O Rapto
Dimas Simas Lopes
Prefácio de José Guilherme Reis Leite
Posfácio de João de Melo
Espécie de saga familiar sem o ser, inscrita no tempo longo de mais de um século e presidida pela figura tutelar de Maria Carmina – cuja vida testemunha e atravessa seis gerações de parentesco insular – eis em suma o arco e a seta deste romance. O narrador é, ele próprio, uma criação e uma epifania de vozes. Nós, leitores, somos parte da rede dessa malha familiar e mundana, que se tece por escrito de baixo para cima, do tempo histórico para o contemporâneo, através de relações de sangue, amores concertados e seus contrários. Multiplicam-se vidas, casos, episódios, páginas biografadas de um sem-número de homens e mulheres, pertencentes ou não ao tronco do clã, e que ora se dispersam ora se perfilam em descendências e ramos parentais que conferem número e expressão às personagens da obra.

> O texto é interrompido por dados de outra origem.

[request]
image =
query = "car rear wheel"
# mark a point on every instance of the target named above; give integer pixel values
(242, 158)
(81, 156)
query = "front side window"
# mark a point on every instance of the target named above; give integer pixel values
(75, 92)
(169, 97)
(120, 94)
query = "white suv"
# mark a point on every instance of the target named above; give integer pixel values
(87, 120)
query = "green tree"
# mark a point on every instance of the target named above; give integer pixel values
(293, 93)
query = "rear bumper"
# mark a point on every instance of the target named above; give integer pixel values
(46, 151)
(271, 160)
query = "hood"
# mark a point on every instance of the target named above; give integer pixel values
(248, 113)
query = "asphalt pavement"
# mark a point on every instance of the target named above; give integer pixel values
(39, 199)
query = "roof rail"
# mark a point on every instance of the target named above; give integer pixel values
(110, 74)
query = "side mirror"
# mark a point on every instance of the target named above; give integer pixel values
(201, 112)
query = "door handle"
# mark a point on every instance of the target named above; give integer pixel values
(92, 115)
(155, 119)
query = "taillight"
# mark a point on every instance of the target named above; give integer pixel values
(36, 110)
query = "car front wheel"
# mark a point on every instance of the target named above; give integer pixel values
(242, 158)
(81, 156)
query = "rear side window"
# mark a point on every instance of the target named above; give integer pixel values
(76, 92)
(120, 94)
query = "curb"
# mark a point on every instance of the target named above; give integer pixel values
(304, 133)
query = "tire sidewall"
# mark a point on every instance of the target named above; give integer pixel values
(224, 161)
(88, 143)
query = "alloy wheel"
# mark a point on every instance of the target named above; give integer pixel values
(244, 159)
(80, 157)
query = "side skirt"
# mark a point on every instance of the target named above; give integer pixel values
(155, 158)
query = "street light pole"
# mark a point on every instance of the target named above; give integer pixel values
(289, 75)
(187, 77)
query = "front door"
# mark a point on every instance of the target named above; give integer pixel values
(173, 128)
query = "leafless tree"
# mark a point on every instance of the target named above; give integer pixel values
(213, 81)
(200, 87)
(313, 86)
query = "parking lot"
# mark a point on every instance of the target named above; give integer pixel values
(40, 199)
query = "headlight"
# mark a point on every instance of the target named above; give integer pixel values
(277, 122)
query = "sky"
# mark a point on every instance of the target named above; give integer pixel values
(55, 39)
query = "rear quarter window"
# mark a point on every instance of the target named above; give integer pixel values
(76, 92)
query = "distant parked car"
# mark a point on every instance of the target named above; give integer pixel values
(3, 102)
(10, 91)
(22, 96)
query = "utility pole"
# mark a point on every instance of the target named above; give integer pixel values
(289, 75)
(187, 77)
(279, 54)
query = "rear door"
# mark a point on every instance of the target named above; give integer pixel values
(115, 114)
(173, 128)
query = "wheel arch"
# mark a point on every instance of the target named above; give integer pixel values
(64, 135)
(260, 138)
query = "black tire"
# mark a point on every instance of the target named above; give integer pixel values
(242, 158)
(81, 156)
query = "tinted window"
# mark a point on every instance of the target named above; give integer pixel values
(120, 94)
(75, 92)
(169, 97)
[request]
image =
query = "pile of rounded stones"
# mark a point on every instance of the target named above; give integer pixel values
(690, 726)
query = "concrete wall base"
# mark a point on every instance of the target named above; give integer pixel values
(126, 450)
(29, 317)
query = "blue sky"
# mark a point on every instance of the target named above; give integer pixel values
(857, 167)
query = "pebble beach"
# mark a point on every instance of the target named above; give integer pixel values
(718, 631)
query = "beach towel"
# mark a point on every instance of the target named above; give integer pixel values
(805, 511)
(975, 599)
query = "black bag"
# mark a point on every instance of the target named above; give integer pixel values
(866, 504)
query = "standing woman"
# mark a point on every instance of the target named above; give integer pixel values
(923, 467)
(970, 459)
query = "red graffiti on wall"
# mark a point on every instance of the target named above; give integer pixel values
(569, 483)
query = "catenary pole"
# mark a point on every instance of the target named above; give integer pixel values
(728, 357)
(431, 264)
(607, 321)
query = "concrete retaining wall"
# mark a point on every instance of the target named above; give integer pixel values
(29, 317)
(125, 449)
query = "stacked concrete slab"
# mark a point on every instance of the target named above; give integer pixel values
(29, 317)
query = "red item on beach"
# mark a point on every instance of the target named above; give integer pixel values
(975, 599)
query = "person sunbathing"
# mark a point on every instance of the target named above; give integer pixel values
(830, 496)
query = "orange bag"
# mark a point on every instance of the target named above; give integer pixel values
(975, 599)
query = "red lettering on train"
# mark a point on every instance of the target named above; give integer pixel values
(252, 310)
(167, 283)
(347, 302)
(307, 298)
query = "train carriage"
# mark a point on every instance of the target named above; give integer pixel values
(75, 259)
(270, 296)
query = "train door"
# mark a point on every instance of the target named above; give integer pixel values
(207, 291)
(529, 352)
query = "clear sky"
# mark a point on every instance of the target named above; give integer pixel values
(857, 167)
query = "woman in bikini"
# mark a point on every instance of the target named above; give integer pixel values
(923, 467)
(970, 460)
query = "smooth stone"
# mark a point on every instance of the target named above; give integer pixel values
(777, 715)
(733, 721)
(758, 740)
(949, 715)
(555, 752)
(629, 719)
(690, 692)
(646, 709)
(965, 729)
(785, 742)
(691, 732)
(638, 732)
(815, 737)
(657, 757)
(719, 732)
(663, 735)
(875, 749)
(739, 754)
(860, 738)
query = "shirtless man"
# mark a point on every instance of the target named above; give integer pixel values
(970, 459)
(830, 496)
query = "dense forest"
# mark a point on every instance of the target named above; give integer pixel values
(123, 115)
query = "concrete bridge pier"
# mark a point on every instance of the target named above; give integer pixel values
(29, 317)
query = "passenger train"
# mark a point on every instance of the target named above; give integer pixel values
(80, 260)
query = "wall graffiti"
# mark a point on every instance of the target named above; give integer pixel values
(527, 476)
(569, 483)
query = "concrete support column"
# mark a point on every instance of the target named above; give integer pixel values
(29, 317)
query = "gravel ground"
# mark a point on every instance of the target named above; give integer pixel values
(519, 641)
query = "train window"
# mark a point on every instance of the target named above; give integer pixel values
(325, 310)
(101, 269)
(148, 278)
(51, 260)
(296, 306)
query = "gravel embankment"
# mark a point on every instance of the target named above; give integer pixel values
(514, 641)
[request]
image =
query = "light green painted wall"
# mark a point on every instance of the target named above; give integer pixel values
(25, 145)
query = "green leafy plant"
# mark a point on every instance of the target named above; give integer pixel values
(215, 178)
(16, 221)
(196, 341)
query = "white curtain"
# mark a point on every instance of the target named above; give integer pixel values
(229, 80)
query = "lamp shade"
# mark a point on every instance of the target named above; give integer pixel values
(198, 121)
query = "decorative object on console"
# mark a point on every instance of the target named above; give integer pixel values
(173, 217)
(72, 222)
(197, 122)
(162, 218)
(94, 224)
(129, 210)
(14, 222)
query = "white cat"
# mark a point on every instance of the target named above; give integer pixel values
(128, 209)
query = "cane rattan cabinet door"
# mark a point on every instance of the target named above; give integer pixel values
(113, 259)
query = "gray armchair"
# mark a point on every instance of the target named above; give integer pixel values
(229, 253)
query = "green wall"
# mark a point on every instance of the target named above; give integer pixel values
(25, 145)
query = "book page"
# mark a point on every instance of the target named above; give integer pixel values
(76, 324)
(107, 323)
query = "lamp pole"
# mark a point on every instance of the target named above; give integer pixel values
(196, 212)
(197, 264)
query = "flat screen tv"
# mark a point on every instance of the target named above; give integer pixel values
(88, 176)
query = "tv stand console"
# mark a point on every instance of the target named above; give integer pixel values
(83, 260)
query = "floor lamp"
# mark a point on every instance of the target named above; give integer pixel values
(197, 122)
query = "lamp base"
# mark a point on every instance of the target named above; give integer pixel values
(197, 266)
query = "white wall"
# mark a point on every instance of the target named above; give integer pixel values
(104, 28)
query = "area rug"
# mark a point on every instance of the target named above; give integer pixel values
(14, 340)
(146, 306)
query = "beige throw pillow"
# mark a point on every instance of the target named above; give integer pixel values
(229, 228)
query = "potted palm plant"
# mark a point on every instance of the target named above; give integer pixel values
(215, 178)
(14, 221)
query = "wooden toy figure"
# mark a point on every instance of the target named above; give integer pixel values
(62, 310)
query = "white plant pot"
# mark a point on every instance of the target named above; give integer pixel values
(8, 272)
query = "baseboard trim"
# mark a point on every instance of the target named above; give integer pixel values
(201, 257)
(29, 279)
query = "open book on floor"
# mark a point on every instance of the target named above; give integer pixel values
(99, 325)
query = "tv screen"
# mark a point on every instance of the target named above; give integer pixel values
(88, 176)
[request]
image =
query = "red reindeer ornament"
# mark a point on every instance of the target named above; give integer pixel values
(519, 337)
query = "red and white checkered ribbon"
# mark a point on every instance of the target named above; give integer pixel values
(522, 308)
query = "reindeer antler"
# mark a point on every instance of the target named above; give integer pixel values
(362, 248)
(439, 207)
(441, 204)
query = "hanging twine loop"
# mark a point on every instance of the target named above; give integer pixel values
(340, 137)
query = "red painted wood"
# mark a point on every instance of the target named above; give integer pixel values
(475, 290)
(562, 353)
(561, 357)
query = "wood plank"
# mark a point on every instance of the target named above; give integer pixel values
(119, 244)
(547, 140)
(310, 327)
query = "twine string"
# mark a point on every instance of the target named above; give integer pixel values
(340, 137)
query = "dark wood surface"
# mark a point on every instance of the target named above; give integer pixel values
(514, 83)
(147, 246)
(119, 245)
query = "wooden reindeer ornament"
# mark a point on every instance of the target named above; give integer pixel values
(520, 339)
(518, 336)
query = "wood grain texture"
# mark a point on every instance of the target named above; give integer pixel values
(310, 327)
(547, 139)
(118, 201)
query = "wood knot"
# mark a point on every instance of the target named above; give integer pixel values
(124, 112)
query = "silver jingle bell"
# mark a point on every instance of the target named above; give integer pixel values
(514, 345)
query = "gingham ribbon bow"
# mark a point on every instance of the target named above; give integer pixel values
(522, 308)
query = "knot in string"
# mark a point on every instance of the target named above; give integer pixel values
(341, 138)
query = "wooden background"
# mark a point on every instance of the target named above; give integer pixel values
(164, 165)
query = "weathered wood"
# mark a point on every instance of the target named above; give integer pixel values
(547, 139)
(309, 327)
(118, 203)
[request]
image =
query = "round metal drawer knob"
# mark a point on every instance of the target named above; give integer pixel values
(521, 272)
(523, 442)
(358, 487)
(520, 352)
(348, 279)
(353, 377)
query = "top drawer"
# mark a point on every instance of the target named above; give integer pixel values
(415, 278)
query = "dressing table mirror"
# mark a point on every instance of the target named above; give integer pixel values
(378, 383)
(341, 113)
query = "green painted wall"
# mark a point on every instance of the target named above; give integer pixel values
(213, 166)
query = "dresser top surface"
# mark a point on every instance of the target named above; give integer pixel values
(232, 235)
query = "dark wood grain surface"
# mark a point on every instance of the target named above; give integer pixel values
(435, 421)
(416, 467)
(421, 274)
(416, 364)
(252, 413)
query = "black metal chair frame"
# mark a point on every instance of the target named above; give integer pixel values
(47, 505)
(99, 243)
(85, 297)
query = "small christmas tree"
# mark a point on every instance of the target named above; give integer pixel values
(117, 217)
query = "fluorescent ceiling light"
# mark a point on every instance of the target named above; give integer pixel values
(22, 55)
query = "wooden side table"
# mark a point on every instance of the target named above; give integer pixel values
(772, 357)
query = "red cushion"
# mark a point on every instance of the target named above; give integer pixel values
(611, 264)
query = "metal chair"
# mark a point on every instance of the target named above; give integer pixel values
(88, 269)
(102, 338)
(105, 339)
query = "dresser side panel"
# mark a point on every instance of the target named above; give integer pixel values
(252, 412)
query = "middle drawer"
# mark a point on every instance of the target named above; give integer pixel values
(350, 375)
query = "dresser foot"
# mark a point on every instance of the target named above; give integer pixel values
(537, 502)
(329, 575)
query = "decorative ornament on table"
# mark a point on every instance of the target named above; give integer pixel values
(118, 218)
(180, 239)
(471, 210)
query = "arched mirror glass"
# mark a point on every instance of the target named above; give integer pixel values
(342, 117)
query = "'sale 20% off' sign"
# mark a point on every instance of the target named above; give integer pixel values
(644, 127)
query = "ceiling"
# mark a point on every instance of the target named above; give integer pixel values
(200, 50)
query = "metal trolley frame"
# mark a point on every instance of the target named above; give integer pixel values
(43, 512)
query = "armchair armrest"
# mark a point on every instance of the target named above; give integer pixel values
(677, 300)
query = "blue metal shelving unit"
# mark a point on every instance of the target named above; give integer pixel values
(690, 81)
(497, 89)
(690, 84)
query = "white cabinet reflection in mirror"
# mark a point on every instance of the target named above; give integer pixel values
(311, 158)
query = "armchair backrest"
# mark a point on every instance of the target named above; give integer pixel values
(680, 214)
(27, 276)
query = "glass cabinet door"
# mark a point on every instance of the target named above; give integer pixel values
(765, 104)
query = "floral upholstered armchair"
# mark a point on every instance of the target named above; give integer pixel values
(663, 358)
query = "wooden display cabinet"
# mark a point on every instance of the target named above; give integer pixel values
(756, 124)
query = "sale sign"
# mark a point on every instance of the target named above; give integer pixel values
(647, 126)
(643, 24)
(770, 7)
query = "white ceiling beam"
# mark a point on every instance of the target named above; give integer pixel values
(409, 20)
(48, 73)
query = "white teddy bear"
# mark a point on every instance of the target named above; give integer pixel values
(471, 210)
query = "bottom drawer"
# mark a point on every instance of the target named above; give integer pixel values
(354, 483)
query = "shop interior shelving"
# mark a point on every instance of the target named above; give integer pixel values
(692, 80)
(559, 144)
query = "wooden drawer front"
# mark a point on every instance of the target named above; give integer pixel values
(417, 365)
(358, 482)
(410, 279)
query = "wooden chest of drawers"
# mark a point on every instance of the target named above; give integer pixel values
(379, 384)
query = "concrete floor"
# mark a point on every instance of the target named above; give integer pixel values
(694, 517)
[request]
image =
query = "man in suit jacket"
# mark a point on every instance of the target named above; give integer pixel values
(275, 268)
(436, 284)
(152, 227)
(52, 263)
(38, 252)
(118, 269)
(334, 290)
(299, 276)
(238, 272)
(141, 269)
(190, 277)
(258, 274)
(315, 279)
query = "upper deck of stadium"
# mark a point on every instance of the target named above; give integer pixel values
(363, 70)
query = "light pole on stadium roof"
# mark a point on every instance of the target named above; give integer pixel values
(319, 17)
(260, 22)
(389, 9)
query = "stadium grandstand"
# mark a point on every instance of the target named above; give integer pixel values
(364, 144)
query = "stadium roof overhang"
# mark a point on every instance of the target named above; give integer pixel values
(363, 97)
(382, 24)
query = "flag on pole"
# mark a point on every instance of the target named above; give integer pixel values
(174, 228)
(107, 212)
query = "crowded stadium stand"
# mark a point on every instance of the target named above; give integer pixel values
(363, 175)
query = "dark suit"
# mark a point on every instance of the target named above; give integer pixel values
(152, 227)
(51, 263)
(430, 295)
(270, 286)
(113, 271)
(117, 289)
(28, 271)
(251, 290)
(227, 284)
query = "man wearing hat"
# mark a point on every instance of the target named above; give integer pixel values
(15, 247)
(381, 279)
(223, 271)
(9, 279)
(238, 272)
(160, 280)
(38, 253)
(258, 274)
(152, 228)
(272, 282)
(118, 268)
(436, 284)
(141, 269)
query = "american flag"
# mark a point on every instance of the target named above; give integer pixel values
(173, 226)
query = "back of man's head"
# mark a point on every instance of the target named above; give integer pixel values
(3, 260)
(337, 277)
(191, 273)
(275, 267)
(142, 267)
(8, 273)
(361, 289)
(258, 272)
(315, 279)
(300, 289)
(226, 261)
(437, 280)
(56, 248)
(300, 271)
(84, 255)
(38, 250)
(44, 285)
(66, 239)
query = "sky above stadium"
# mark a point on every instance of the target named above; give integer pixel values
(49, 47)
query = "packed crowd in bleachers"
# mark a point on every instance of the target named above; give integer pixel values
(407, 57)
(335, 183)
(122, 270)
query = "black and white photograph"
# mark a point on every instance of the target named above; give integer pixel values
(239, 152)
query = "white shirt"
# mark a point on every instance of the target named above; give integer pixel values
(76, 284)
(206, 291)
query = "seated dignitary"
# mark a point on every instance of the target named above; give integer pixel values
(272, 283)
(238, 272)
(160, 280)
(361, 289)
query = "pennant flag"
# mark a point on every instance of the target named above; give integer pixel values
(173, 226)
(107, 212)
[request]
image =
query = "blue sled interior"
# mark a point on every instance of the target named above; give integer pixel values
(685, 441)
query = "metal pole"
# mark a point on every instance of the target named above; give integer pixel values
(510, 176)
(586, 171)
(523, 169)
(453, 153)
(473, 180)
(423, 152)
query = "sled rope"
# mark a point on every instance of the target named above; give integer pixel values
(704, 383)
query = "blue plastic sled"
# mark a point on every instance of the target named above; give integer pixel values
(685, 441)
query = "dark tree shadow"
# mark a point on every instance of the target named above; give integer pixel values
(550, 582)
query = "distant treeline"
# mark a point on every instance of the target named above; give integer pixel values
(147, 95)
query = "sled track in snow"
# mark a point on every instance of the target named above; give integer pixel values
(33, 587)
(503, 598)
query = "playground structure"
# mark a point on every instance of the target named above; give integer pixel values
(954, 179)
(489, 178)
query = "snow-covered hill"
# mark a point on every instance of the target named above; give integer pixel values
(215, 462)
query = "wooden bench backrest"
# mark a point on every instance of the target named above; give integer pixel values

A vida contada neste livro não é só uma narrativa prodigiosa e imaginativa; assume-se como meditação culta, uma longa filosofia, um pensamento contínuo, modos e artes de pertencer ao mundo temporal da terra e do ser. Muito se vive e se morre na intimidade destas páginas; muito se sonha e escreve ao redor de um rapto por amor que nos cativa também na sua teia de enredos e de boa literatura. Somos leitores da festa e da alegria desta escrita. Na força expressiva da linguagem, celebramos o dom literário e o talento de um escritor de histórias que merece culto, de agora até ao futuro histórico das nossas letras. Saúdo em Dimas Simas Lopes a voz plural e única de um escritor que se guinda à altura dos nossos melhores prosadores.
João de Melo (do posfácio)
Excerto
É fêmea, senhor Antonico, rica menina, a primeira menina da criação da Donana, chegou ao mundo num choro pegado, a chorar para a vida, chora-se ao nascer e na vida, com pena de morrer, é uma obra de arte uma criança, que eu ajudo a nascer com estas mãos, e que sorte, sã e escorreita, em casa com eira e boa beira, quando uma criatura chega a este mundo, não escolhe o lugar de nascer nem escolhe o pai e a mãe e não sabe, que o primeiro dia, é o primeiro do princípio do fim, para mim que já vi muito nascer e muito morrer, duas aventuras de contar, senhor Antonico, parece-me bem mais custosa e maior a aventura de nascer, ao nascer todos são iguais, depois é o que a gente vê, dizia toda suada e vermelha a Rosa parteira, que enchendo o folgo continua, como das outras vezes, e se não me falha a cabeça, com este são seis partos com todos bem vivos, e a senhora portou-se bem, em tudo é uma senhora, até a parir é uma senhora, estou ciente do que digo, nestes braços já aparei muitos meninos do lugar quente de muitas mães, até dá gosto aparar uma cria da matriz da Donana Alexandrina, as que são senhoras, não precisam dizer que o são. Defronte do oratório, Antonico, parecendo calmo, fez que sim à Rosa e sorriu.